Generate multiple candidate outputs and select the best using a scoring function.
Best-of-N (also written Best-of-n or BoN) is an inference-time strategy in which a model generates N independent candidate outputs and a scoring function selects the highest-ranked one. Rather than relying on a single forward pass, the approach exploits stochastic variation in the model's output distribution—through sampling with nonzero temperature, for example—to produce a diverse pool of candidates. The selected output is whichever candidate receives the highest score from a reward model, verifier, or other evaluation criterion. Because the probability of at least one high-quality sample increases with N, the strategy trades additional compute at inference time for measurable gains in output quality.
Best-of-N is especially prominent in large language model (LLM) alignment and reasoning research. When a reward model trained via reinforcement learning from human feedback (RLHF) is used as the scorer, Best-of-N becomes a simple but powerful baseline for aligning model outputs to human preferences without any additional fine-tuning. In mathematical reasoning and code generation, verifiers or unit tests serve as the scoring function, allowing the system to filter out incorrect solutions. The strategy is also used as a reference point when evaluating the efficiency of more sophisticated search algorithms such as beam search, Monte Carlo Tree Search, or process-reward-guided decoding.
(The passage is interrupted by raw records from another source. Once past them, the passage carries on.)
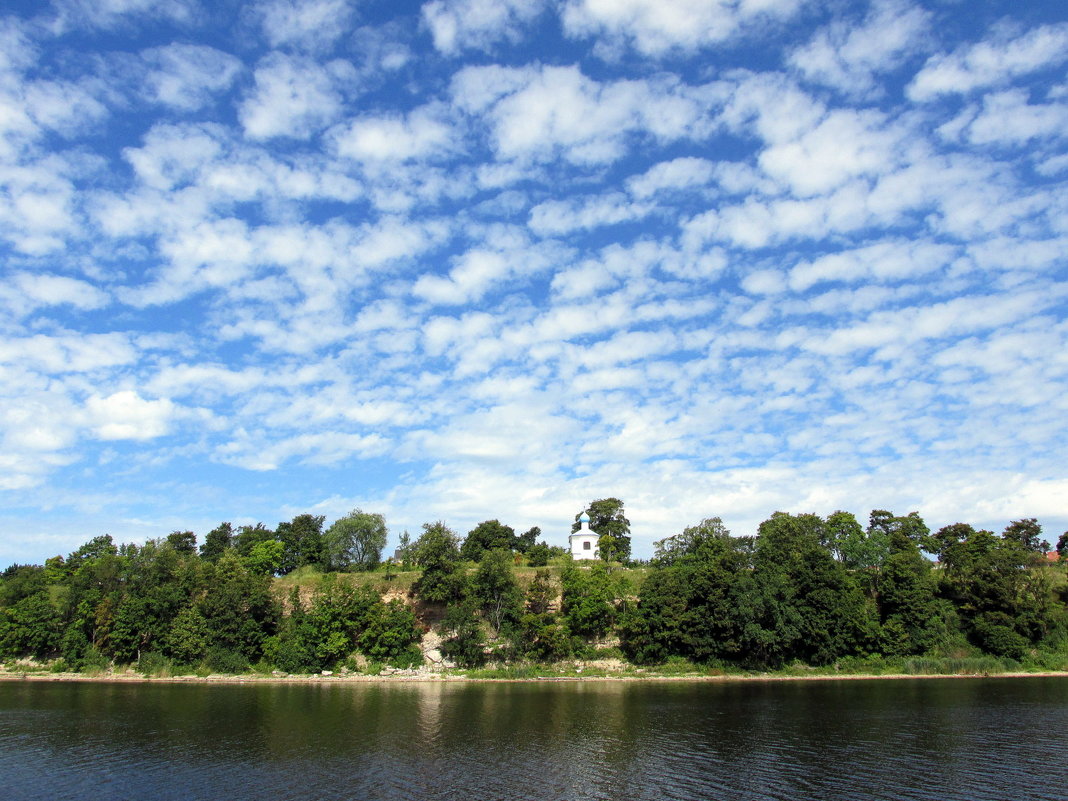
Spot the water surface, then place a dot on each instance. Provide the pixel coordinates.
(938, 739)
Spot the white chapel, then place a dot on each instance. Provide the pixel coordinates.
(583, 542)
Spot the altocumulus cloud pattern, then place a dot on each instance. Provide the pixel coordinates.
(472, 258)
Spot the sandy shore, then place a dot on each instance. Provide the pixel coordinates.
(451, 678)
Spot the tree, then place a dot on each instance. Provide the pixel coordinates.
(301, 540)
(487, 536)
(249, 536)
(1026, 533)
(949, 535)
(537, 555)
(689, 542)
(405, 550)
(589, 598)
(265, 559)
(218, 540)
(438, 553)
(356, 540)
(612, 529)
(183, 542)
(495, 589)
(525, 540)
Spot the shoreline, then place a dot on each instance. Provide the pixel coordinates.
(439, 678)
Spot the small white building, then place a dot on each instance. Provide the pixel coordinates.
(583, 543)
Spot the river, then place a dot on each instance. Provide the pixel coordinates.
(939, 739)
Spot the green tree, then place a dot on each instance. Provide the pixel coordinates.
(249, 536)
(218, 540)
(495, 589)
(239, 609)
(405, 550)
(356, 542)
(525, 540)
(265, 559)
(184, 542)
(692, 538)
(302, 544)
(189, 635)
(608, 521)
(466, 645)
(391, 634)
(589, 598)
(1027, 534)
(537, 555)
(907, 603)
(438, 553)
(487, 536)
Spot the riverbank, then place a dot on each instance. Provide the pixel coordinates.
(451, 677)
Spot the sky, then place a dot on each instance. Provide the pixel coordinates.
(465, 260)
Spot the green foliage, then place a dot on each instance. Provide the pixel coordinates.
(590, 597)
(249, 536)
(493, 587)
(525, 540)
(438, 553)
(218, 540)
(189, 635)
(487, 536)
(467, 645)
(1026, 533)
(537, 555)
(265, 559)
(390, 635)
(356, 542)
(183, 542)
(224, 660)
(302, 543)
(154, 663)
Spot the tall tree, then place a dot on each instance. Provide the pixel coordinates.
(218, 540)
(356, 540)
(302, 543)
(487, 536)
(438, 553)
(495, 589)
(608, 521)
(1027, 534)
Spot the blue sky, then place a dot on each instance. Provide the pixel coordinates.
(487, 258)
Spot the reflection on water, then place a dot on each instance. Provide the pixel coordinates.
(940, 739)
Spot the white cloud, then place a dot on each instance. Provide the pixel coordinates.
(1008, 119)
(125, 414)
(460, 25)
(110, 14)
(655, 27)
(540, 113)
(889, 261)
(849, 57)
(561, 217)
(294, 97)
(188, 76)
(420, 135)
(30, 291)
(845, 145)
(312, 24)
(675, 175)
(264, 452)
(991, 62)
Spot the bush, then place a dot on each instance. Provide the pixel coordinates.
(155, 664)
(223, 660)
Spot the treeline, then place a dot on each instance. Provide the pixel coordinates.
(802, 589)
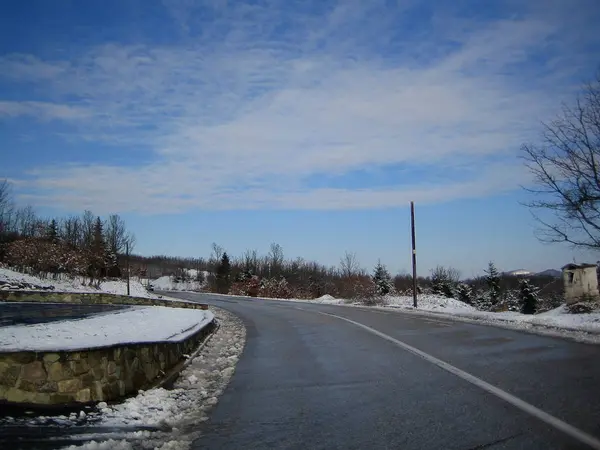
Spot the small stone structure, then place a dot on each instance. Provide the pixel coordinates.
(581, 282)
(75, 377)
(90, 375)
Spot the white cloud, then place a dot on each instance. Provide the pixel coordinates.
(242, 119)
(42, 110)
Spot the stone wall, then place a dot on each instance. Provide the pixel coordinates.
(69, 378)
(86, 298)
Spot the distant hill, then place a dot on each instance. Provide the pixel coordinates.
(517, 273)
(550, 273)
(545, 273)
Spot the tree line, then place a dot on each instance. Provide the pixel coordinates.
(84, 245)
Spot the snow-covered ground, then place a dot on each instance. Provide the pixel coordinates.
(559, 319)
(133, 324)
(166, 283)
(10, 279)
(175, 413)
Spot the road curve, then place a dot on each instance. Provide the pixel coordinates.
(311, 380)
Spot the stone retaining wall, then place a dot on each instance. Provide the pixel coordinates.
(92, 298)
(69, 378)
A key theoretical property of Best-of-N is its predictable scaling behavior: expected reward improves roughly logarithmically with N, and the KL divergence between the BoN distribution and the base model grows as log(N). This makes it a useful tool for studying the compute-quality tradeoff at inference time and for benchmarking how well reward models generalize. Researchers have used BoN scaling curves to compare reward model quality and to understand the limits of inference-time compute scaling.
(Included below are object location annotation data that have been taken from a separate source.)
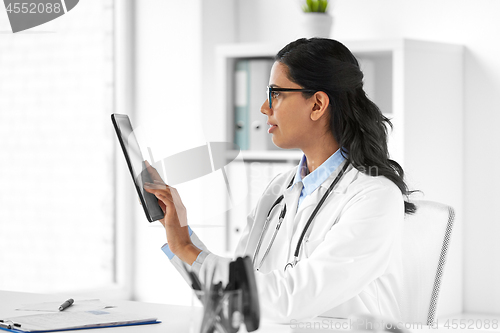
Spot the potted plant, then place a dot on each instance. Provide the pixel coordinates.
(317, 22)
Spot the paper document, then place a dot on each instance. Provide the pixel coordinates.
(72, 320)
(78, 305)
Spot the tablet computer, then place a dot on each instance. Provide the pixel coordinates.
(136, 165)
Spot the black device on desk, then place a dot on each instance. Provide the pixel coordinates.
(136, 165)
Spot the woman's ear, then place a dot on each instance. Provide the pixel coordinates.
(320, 107)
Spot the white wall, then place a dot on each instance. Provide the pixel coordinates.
(472, 23)
(176, 51)
(174, 40)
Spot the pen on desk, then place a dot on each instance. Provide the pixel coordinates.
(8, 324)
(66, 304)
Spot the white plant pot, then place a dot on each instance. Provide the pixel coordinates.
(316, 25)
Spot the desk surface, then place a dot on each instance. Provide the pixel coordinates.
(183, 318)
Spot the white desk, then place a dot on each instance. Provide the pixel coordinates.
(179, 319)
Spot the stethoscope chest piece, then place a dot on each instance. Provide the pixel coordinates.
(281, 218)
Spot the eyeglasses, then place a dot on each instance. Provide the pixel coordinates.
(274, 92)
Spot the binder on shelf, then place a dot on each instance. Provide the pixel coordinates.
(251, 76)
(259, 70)
(241, 79)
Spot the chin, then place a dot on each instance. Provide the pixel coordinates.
(282, 145)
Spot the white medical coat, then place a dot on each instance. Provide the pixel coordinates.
(350, 260)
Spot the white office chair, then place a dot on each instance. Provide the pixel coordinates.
(426, 235)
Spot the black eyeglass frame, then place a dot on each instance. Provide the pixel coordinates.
(270, 90)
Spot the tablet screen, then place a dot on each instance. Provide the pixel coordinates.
(136, 165)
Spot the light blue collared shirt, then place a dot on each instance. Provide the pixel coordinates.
(311, 181)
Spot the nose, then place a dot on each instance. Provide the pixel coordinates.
(264, 109)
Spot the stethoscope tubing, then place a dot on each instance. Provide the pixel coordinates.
(282, 216)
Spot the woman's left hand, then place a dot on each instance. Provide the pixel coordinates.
(175, 219)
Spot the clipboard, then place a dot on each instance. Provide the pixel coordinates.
(71, 321)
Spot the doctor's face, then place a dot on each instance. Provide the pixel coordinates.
(289, 117)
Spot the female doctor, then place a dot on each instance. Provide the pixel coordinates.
(324, 237)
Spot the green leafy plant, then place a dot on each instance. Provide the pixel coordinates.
(315, 6)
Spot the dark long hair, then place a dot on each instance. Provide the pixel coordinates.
(357, 124)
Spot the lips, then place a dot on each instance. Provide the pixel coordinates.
(272, 127)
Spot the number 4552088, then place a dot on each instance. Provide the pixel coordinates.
(471, 324)
(33, 8)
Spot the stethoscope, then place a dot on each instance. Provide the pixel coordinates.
(282, 217)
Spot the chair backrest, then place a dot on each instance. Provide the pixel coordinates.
(426, 235)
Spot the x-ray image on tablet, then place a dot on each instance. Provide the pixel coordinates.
(136, 165)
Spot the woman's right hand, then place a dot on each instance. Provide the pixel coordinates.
(175, 219)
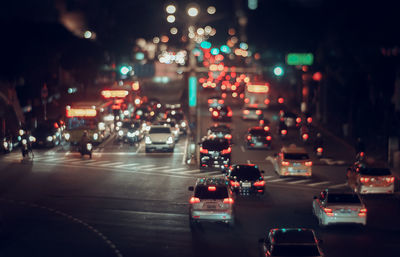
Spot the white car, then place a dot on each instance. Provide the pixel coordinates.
(160, 138)
(339, 206)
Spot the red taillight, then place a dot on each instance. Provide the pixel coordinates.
(259, 183)
(328, 211)
(390, 180)
(202, 150)
(235, 183)
(226, 151)
(194, 200)
(228, 200)
(285, 163)
(364, 180)
(228, 136)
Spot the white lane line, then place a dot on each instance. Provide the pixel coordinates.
(339, 185)
(319, 183)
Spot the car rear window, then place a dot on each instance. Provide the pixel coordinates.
(375, 172)
(296, 156)
(246, 173)
(202, 192)
(343, 198)
(155, 130)
(295, 250)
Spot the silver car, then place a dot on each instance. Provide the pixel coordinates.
(212, 201)
(339, 206)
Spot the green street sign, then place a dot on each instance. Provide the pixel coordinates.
(300, 59)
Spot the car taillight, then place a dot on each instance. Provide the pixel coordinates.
(202, 150)
(235, 183)
(328, 211)
(226, 151)
(228, 200)
(362, 212)
(259, 183)
(194, 200)
(364, 180)
(390, 179)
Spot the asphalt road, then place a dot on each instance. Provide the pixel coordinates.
(125, 202)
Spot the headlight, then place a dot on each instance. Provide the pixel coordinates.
(170, 140)
(67, 136)
(147, 140)
(102, 126)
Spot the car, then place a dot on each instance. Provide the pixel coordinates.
(370, 179)
(291, 242)
(215, 152)
(335, 206)
(246, 179)
(46, 134)
(252, 113)
(159, 137)
(293, 161)
(265, 123)
(258, 138)
(221, 113)
(212, 201)
(220, 131)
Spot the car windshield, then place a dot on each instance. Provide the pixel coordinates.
(296, 156)
(246, 173)
(295, 250)
(156, 130)
(375, 172)
(343, 198)
(203, 192)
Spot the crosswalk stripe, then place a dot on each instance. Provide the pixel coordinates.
(319, 183)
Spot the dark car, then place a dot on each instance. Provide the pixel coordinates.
(46, 135)
(258, 138)
(215, 152)
(221, 113)
(246, 179)
(220, 131)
Despite its simplicity, Best-of-N has practical limitations. Generating N full outputs multiplies inference cost by N, making large values expensive in latency-sensitive or resource-constrained settings. The strategy is also only as good as its scorer—a miscalibrated reward model can consistently select outputs that score well but fail on true quality metrics, a phenomenon known as reward hacking. Nevertheless, its transparency and ease of implementation make it a foundational technique in modern LLM deployment and evaluation.